Master of Science (MS)

Department

Computer and Electrical Engineering and Computer Science

Abstract

This thesis offers Tiny-Physics, a compact large language model optimized for solving physics word problems on mobile devices. While Small Language Models (SLMs) offer potential for on-device learning, there is a lack of domain-specialized models for physics. This research fine-tunes smolLM2-360M, a state-of-the-art SLM, using a combination of publicly available datasets (e.g., camel-ai/physics) and a novel synthetic dataset generated through a multi-agent system based on GPT-4o and 1000 Solved Problems in Classical Physics.

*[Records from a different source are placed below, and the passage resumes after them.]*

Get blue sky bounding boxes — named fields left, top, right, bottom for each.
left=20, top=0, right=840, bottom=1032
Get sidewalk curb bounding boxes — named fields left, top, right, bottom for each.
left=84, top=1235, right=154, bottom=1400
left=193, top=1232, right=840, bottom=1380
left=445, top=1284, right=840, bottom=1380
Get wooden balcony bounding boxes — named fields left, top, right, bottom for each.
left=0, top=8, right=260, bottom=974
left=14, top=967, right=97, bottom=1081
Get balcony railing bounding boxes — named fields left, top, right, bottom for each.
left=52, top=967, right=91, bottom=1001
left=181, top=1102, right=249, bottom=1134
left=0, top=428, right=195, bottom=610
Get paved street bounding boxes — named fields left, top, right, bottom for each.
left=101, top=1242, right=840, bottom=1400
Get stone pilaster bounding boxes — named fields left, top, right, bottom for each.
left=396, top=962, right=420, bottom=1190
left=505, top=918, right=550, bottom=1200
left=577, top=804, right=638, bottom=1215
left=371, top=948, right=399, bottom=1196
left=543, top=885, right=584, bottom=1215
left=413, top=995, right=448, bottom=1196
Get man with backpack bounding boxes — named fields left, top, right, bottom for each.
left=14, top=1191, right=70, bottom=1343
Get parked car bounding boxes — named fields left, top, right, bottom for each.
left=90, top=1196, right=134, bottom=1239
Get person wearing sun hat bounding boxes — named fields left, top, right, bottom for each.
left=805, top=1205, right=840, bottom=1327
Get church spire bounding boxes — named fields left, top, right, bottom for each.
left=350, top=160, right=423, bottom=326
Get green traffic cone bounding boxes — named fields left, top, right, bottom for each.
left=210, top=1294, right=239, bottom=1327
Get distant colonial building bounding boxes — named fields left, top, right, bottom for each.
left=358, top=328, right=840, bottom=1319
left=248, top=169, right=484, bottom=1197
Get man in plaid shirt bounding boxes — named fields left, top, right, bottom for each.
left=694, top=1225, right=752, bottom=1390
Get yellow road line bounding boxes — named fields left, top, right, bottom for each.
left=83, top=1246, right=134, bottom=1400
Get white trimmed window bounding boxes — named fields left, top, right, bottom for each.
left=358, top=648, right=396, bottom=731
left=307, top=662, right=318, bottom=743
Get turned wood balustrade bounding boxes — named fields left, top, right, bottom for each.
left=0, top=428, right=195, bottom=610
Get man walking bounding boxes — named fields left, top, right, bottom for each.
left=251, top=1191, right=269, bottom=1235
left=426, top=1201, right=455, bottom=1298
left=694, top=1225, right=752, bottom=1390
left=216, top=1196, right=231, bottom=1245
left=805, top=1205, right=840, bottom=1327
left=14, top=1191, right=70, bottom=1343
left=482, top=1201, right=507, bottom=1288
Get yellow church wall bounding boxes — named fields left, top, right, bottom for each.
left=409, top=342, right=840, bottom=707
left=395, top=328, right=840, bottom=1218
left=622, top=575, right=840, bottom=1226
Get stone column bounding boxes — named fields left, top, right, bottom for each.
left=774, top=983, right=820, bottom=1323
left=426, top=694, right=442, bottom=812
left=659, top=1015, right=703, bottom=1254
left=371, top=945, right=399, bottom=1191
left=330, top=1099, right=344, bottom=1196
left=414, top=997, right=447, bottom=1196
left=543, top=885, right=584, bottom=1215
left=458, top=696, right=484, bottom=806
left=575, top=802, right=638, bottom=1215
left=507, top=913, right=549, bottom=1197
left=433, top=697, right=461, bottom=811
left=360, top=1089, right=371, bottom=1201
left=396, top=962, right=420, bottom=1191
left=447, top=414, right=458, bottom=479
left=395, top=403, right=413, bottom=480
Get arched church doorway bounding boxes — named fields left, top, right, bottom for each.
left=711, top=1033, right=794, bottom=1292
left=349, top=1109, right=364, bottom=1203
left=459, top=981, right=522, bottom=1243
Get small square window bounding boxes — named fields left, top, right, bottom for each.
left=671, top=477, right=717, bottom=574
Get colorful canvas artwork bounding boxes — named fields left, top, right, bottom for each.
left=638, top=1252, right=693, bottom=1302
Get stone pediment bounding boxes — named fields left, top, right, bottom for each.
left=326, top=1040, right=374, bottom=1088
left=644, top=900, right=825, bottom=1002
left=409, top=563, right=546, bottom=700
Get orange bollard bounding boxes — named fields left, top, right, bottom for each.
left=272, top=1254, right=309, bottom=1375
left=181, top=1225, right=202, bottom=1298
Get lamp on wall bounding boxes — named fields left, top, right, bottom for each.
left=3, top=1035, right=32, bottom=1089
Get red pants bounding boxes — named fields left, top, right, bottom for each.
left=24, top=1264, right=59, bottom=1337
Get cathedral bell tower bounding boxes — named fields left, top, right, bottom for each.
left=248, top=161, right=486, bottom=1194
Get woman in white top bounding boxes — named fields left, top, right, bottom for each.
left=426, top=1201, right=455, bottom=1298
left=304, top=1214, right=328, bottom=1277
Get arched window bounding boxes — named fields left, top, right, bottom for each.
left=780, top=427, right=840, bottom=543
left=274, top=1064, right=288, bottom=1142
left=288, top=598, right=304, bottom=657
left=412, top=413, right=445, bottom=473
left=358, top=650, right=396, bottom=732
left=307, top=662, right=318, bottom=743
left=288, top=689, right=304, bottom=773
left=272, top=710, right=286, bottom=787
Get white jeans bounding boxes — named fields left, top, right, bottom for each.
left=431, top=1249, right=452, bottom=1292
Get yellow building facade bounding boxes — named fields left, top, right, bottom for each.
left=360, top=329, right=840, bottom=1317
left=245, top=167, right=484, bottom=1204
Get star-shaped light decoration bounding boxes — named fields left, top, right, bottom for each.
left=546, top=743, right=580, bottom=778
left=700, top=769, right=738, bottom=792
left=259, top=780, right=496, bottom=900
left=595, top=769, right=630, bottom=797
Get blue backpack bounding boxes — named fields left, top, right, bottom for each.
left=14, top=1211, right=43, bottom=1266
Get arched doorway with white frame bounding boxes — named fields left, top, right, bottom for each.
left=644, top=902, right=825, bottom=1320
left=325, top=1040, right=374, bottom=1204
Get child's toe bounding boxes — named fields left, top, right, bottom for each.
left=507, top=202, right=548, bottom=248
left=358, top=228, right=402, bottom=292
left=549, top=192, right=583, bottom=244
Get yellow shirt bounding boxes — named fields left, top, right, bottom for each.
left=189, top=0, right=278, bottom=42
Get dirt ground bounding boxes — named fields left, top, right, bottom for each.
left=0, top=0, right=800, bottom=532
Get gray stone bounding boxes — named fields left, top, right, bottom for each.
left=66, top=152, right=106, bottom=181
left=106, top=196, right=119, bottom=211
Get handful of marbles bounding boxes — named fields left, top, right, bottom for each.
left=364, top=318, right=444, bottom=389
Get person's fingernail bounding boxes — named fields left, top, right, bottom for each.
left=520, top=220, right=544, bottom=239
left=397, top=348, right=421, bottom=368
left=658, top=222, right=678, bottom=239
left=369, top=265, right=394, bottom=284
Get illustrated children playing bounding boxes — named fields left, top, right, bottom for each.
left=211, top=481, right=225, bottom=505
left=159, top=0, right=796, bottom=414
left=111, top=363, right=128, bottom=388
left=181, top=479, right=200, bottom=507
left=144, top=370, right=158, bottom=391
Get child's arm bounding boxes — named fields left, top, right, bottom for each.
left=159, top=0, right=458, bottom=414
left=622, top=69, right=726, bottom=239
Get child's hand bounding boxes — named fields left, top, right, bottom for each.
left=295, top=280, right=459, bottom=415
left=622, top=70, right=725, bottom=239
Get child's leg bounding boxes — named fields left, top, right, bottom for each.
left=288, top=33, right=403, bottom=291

The fine-tuning process incorporates both supervised and instruction-tuning methods, including LoRA for parameter-efficient training. The resulting model is converted to GGUF format for deployment on resource-constrained mobile devices. Evaluation on the MMLU College Physics benchmark shows that instruction-tuning improves performance, with the best model achieving an accuracy of 0.2451, surpassing the base model.

The proposed study presents a comprehensive, end-to-end framework for synthetic datasets, fine-tuning, evaluation using Lighteval, and deployment on quantized mobile systems. Results underscore the value of lightweight, domain-adapted models in delivering scalable and personalized physics education.